An Unexpected Discovery
In the 1970s, of scientists at Superdielectrics Ltd were working on developing a new material for contact lenses. This lens was formed from a transparent, flexible hydrocarbon polymer that held water like a sponge. 20 years later, the same team found that the same cross-linked, gel-matrix polymer mesh could be made to conduct electricity by adding different chemicals. Researchers investigated the tech as a way to connect prostheses to the nervous system. During testing, it became apparent that they had created a material with capacitance up to 10,000 times greater than existing conductors. Scientists predict this chance finding could deliver energy densities of up to 180 Wh/kg – 18-times greater than the best currently available supercapacitors.[5],[6] Researchers’ focus has switched to trialing fuel cells that use electrodes made from foil coated with a thin layer of the polymer.[6]
By using small, single-layer cells charged to 1.5 volts for 2–5 minutes the researchers were able to run a small fan; a three-cell stack rapidly charged to 5 volts was able to operate an LED.[7] If commercial production of these high-capacity supercapacitors becomes possible, it could revolutionize the way devices store and use electricity. On the level of personal electronics, polymer gels made with green tea extracts could form the basis of a supercapacitor that could power comfortable wearable tech such as fitness trackers or heartrate monitors.[8] On a larger scale, supercapacitors could allow the grid to accept and release charge quickly, solving many demand problems and helping to balance out the intermit input of renewables.[6]

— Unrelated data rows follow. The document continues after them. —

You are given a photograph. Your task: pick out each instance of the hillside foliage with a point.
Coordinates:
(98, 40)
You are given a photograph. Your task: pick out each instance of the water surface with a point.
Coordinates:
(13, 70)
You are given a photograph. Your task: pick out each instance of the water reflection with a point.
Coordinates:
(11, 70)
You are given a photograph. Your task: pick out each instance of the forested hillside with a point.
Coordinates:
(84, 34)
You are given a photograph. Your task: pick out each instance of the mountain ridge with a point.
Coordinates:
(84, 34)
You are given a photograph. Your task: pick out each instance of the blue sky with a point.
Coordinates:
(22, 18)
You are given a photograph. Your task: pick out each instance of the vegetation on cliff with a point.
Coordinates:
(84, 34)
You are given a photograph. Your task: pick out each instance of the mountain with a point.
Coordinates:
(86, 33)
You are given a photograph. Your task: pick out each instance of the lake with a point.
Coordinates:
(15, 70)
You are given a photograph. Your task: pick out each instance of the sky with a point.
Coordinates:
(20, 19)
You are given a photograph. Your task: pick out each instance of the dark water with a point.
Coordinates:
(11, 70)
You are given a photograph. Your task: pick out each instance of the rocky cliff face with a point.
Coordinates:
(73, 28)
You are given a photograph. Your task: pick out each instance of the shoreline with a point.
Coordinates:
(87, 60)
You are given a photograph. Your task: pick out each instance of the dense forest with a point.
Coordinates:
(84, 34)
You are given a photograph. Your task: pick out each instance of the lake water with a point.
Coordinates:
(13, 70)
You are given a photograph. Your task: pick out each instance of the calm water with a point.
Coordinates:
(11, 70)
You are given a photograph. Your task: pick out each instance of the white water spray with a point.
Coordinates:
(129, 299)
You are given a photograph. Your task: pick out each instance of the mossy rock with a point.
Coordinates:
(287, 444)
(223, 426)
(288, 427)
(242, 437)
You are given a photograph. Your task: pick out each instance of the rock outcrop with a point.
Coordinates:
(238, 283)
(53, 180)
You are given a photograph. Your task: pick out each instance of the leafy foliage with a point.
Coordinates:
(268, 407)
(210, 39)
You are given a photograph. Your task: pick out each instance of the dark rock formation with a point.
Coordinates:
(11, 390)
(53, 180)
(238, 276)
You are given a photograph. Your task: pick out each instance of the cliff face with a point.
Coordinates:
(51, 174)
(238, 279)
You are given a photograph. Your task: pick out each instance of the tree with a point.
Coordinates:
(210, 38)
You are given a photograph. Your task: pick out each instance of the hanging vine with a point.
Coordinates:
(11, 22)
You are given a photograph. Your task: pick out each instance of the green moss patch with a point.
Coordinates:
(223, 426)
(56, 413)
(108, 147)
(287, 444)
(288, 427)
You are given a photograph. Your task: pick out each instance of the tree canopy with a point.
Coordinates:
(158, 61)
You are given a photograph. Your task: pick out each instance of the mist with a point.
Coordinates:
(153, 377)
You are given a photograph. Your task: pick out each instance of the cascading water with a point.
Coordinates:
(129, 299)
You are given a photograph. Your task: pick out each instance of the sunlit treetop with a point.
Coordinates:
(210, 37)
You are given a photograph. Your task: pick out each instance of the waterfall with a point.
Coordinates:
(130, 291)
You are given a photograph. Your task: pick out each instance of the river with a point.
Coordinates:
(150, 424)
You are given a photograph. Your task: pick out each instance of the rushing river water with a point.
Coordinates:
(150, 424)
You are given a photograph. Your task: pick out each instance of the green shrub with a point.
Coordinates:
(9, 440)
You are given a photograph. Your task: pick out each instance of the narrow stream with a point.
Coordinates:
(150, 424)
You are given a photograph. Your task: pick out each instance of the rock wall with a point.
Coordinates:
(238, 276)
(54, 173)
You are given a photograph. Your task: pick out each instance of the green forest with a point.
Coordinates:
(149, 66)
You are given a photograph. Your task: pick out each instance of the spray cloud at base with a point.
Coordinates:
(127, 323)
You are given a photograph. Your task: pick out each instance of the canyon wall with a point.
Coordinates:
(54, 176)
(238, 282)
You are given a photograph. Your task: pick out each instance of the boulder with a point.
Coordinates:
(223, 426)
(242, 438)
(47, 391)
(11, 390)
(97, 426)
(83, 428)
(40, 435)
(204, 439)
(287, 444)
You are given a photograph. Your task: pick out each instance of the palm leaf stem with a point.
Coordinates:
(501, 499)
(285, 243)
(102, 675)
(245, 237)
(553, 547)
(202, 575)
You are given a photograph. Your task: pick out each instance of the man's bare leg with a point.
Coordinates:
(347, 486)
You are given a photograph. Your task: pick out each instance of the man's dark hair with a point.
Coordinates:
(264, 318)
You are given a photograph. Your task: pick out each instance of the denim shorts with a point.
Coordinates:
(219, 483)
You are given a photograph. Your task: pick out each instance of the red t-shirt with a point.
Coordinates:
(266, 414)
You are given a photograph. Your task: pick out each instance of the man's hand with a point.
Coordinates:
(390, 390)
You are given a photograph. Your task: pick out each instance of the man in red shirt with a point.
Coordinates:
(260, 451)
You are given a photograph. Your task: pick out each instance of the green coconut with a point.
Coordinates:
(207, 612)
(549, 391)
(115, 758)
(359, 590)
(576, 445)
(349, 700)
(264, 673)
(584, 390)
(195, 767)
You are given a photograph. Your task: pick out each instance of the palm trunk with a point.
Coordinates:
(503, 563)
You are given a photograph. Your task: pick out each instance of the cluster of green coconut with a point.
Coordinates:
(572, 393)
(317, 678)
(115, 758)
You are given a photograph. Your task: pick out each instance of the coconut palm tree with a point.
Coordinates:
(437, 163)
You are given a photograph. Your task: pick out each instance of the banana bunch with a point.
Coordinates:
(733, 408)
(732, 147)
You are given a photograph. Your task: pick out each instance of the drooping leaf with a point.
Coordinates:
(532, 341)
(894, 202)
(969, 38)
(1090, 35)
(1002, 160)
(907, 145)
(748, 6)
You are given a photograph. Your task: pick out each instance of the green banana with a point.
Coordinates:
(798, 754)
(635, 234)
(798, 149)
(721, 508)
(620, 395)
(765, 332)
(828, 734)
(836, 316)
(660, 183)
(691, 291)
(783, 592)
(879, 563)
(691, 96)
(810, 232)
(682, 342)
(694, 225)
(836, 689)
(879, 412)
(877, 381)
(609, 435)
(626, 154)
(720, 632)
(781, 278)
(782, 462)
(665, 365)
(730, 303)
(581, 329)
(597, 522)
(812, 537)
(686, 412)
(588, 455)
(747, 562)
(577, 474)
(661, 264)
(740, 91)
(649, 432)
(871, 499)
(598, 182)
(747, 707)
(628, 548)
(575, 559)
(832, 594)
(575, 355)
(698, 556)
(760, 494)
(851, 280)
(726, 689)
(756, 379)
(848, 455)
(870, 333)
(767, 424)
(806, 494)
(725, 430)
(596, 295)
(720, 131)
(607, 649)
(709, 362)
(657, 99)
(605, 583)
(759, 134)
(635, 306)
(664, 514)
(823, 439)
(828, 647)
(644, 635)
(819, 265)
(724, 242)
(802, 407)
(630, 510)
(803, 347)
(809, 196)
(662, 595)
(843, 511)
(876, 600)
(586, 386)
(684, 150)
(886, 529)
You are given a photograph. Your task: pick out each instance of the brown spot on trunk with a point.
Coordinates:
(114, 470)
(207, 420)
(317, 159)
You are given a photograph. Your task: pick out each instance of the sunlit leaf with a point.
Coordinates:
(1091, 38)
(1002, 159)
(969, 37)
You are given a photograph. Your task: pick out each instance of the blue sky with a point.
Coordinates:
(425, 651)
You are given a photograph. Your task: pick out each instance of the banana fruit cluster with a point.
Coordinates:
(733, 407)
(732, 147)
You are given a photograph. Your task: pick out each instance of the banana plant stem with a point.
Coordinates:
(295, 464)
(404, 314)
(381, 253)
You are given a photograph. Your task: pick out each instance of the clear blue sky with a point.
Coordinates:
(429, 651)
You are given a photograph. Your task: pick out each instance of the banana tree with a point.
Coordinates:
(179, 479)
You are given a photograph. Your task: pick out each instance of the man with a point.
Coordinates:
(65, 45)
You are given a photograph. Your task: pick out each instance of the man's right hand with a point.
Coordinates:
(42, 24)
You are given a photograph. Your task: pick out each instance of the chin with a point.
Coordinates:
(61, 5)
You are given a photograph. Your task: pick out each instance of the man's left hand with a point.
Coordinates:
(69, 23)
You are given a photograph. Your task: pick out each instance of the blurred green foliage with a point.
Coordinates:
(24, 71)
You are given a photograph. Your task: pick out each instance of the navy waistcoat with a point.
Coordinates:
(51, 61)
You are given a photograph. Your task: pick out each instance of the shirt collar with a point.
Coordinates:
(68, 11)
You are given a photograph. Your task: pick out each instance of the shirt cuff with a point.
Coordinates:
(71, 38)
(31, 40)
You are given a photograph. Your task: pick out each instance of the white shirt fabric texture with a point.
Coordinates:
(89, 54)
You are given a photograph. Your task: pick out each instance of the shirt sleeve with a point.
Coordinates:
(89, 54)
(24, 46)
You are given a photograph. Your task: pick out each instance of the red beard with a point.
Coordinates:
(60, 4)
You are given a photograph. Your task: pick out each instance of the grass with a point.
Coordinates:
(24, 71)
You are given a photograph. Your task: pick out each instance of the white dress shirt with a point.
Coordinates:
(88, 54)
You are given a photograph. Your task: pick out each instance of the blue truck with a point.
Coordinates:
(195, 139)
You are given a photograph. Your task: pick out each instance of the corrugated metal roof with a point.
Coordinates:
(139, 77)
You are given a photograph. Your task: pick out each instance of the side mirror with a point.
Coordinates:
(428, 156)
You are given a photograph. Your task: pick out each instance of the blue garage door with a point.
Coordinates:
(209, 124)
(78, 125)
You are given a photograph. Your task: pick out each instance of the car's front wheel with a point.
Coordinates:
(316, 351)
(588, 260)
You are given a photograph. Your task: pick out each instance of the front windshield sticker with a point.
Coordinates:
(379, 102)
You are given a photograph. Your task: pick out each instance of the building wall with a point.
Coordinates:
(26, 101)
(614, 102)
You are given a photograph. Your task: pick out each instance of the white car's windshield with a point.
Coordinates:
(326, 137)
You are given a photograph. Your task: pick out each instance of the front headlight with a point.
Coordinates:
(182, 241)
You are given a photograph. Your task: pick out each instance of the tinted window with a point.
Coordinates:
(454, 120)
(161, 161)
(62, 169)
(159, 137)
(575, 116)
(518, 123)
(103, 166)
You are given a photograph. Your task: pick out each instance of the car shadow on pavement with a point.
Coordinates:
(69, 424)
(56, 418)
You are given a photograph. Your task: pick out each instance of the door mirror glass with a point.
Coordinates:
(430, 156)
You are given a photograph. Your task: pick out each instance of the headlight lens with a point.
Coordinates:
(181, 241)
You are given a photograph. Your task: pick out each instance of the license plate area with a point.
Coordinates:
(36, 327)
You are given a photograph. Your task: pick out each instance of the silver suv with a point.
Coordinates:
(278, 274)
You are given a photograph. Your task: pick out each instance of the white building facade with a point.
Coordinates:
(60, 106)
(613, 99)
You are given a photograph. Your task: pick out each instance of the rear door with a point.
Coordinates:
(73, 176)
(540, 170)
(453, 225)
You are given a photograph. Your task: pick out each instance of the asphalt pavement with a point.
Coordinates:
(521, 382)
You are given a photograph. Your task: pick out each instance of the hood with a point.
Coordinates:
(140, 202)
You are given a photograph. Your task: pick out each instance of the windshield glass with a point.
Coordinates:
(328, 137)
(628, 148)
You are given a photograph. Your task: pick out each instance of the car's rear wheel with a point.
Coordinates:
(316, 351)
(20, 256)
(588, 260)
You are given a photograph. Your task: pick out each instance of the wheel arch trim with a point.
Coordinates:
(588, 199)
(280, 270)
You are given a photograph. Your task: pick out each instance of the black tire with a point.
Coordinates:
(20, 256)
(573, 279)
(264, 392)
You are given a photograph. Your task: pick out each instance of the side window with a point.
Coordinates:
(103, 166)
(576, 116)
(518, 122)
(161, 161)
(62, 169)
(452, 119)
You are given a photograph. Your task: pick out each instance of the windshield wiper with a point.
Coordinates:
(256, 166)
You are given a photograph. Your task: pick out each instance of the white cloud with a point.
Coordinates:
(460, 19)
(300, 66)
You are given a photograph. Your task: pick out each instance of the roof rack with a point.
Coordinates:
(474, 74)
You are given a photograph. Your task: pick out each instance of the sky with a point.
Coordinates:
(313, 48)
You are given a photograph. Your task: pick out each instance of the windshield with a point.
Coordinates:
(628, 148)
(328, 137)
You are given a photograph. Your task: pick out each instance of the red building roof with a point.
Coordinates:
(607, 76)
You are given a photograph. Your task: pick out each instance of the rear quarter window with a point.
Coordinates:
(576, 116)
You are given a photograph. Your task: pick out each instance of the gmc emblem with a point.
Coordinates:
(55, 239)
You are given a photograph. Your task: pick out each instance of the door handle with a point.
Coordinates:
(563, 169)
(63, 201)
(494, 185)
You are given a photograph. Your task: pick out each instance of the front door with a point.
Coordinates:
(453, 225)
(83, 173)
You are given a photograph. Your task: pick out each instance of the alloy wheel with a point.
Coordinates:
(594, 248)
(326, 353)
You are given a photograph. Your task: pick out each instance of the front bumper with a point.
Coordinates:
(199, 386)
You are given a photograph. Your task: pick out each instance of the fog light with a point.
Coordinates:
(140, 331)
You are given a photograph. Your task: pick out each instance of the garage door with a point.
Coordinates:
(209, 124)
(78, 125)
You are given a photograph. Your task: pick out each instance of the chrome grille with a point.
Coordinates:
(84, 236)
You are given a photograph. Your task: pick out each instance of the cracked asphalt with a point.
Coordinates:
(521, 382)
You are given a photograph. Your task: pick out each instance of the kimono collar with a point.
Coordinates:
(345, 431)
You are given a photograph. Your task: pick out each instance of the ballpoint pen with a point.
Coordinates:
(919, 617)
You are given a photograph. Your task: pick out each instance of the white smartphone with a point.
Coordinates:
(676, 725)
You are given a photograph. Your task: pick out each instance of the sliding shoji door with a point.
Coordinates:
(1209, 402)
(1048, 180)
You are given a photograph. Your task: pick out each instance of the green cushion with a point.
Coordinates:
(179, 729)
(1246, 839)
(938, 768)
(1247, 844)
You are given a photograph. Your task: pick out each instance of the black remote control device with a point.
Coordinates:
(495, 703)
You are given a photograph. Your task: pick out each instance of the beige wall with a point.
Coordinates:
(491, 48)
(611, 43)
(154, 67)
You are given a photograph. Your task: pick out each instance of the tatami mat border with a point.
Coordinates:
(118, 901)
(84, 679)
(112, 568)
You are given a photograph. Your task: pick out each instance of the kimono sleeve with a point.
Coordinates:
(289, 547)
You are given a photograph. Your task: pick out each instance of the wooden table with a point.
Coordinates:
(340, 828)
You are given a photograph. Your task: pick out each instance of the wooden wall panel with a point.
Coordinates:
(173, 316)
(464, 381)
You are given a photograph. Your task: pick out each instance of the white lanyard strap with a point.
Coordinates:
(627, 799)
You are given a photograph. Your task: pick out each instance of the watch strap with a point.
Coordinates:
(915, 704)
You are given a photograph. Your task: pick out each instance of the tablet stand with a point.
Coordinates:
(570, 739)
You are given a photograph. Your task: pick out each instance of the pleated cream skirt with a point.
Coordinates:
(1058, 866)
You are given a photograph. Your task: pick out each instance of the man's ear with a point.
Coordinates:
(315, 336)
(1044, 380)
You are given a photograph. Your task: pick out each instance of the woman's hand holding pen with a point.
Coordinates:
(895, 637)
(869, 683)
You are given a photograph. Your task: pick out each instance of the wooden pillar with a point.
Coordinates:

In its inaugural issue in February 2018, ACS Applied Energy Materials published research on supercapacitors utilizing macroporous graphene,[9],[10] multilayer films comprised of dielectric polymers,[11] and even high-performance supercapacitors using carbon derived from biowaste.[12] This new title will continue to monitor the rise of supercapacitors and chart new technological innovations that bring us closer to achieving sustainable energy goals.
[1] Winter. What Are Batteries, Fuel Cells, and Supercapacitors? Chem Rev 2004;104(10):4245–4270.
[2] Elon Musk Says Super-Capacitors Not Batteries, Will Be Breakthrough For EVs. Available at: https://techcrunch.com/2011/03/25/elon-musk-says-super-capacitors-not-batteries-will-be-breakthrough-for-evs/ (accessed March 2018).
[3] Fong et al. Semi-Interpenetrating Polymer Networks for Enhanced Supercapacitor Electrodes. ACS Energy Lett 2017;2(9):2014–2020
[4] Zho. Battery-Supercapacitor Hybrid Devices: Recent Progress and Future Prospects. Advanced Science 2017;4(7):1600539.
[5] Alternative to traditional batteries moves a step closer after exciting progress in supercapacitor technology. Available at: http://www.bris.ac.uk/news/2018/february/supercapacitor.html (accessed March 2018).
[6] UK supercapacitor results suggest challenge to battery technologies. Available at: https://www.theengineer.co.uk/supercapacitors-battery-technologies/ (accessed March 2018).
[7] Press release, 26th February 2018. Available at: http://www.supercapacitormaterials.com/ (accessed March 2018).
[8] Das et al. Elastic Compressible Energy Storage Devices from Ice Templated Polymer Gels treated with Polyphenols. J Phys Chem C 2017;121(6):3270–3278.
[9] Down & Banks. Freestanding Three-Dimensional Graphene Macroporous Supercapacitor. ACS Appl Energy Mater 2018;1(2):891–899.
[10] Down et al. Fabrication of Graphene Oxide Supercapacitor Devices. ACS Appl Energy Mater 2018;1(2):707–714.
[11] Huang et al. Reduction of Ionic Conduction Loss in Multilayer Dielectric Films by Immobilizing Impurity Ions in High Glass Transition Temperature Polymer Layers. ACS Appl Energy Mater 2018;1 (2):775–782.
[12] Yang et al. Biowaste-Derived Three-Dimensional Porous Network Carbon and Bioseparator for High-Performance Asymmetric Supercapacitor. ACS Appl Energy Mater 2018:1(2);616–622.